What do you do for a living?

I work in Human Resources - in the past have done generalist roles and currently specialise in Employment policy.

How did you get interested in what you do? What advice was available to you when you chose this career direction?

I started as a young management trainee with Marks and Spencer, which involved training in all aspects of management before I chose to specialise
in HR. The career support was very poor and I did a lot of personal research to find this opportunity.

What was your journey to reach the role you are in today?

As above, management training scheme, learning on the job, augmented by business lead development in workshops. Opportunities exist to do professional development qualification, which is now very desirable although when I was training it was less so. I would encourage everyone now to do it.

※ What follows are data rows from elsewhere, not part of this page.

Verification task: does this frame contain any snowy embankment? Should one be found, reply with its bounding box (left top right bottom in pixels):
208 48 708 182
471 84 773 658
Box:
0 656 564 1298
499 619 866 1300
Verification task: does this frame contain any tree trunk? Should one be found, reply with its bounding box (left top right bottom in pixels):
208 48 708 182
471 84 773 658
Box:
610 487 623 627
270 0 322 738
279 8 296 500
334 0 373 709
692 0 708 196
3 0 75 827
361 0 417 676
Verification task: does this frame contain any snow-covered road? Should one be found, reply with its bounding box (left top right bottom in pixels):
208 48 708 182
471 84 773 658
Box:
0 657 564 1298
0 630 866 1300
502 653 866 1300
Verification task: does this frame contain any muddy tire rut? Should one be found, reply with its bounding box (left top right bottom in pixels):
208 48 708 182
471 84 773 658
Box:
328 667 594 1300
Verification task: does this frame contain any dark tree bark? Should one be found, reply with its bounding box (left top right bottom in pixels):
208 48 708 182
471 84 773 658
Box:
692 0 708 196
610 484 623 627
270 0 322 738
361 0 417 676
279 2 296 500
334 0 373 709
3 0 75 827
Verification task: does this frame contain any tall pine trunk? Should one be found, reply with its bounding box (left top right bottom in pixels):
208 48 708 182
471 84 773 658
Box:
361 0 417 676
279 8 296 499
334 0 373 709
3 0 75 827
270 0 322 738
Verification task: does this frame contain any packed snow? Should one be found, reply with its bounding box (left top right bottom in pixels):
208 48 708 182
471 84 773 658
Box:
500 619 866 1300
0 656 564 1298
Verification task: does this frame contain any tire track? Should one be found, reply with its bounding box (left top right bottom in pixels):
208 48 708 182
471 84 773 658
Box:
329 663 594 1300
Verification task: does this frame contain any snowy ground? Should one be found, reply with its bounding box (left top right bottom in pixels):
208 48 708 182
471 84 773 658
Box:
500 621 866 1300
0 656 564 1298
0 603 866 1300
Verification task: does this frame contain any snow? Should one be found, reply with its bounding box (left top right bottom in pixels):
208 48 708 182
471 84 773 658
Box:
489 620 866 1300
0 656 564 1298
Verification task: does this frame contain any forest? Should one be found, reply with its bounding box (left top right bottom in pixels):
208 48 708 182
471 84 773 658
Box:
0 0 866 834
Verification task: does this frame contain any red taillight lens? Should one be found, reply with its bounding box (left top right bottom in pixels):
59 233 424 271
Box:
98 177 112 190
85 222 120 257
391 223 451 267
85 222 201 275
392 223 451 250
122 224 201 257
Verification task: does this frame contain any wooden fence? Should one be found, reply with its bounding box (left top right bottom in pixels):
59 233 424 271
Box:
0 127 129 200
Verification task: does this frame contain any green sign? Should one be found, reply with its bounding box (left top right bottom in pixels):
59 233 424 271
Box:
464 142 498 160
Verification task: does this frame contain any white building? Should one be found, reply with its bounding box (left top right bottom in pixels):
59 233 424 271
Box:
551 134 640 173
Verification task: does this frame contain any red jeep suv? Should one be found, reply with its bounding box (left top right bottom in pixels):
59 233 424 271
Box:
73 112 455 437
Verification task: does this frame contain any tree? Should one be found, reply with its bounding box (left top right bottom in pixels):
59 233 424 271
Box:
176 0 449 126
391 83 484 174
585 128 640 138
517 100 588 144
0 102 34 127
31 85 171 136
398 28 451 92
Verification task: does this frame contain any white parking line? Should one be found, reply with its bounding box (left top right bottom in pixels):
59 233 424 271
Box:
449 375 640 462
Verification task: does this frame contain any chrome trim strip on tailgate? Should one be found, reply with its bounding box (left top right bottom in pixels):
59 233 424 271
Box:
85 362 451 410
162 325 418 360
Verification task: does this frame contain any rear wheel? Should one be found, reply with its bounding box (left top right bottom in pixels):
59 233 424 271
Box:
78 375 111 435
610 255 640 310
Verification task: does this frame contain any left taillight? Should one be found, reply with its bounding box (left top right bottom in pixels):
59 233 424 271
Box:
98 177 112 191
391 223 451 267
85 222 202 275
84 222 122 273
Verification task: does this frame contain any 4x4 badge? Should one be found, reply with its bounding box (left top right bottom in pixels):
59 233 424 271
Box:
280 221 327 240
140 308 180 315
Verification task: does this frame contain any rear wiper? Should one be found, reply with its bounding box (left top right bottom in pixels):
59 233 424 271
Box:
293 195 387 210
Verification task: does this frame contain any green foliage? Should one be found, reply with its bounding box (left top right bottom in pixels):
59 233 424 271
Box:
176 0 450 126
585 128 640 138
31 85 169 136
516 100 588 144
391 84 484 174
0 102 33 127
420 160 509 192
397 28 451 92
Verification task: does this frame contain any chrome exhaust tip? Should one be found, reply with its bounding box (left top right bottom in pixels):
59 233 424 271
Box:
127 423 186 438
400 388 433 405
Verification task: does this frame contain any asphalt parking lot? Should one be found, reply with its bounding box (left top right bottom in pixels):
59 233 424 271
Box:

Talk us through a day in your life.

I work in a Group (or head office) based role, therefore the work I do impacts the entire company which employs over 100,000 people. I might have meetings with key stakeholders for a  project I'm managing or a policy I'm developing to gather feedback or views. I might have to meet with our Union representatives to discuss and negotiate any changes that need to be made or any developments that we want to explore.

Was this your planned career when you were 18?

Yes, when I was 18 I knew Iwanted to work in a people role and in a management capacity. However, from the age of 10 until I was about 16, I wanted to be a journalist and my other options when I left school were related University courses which I had secured offers for.

What did your parents want you to do?

My parents wanted me to do what would make me happy, although my Dad, having had to do his degree at night while he worked full time, had wanted me to go to university as he saw it as a fantastic opportunity. He was surprised when I told him I wanted to do the Management training course instead, but he was supportive and very proud of my achievements.

What advice would you give to someone interested in your career?

Now, I would advise them to explore a HR/business degree and complete their CIPD. I would also encourage them to explore the various options that exist as HR management is, from my experience quite different to the standard grade curriculum.

What other career directions could you go in? 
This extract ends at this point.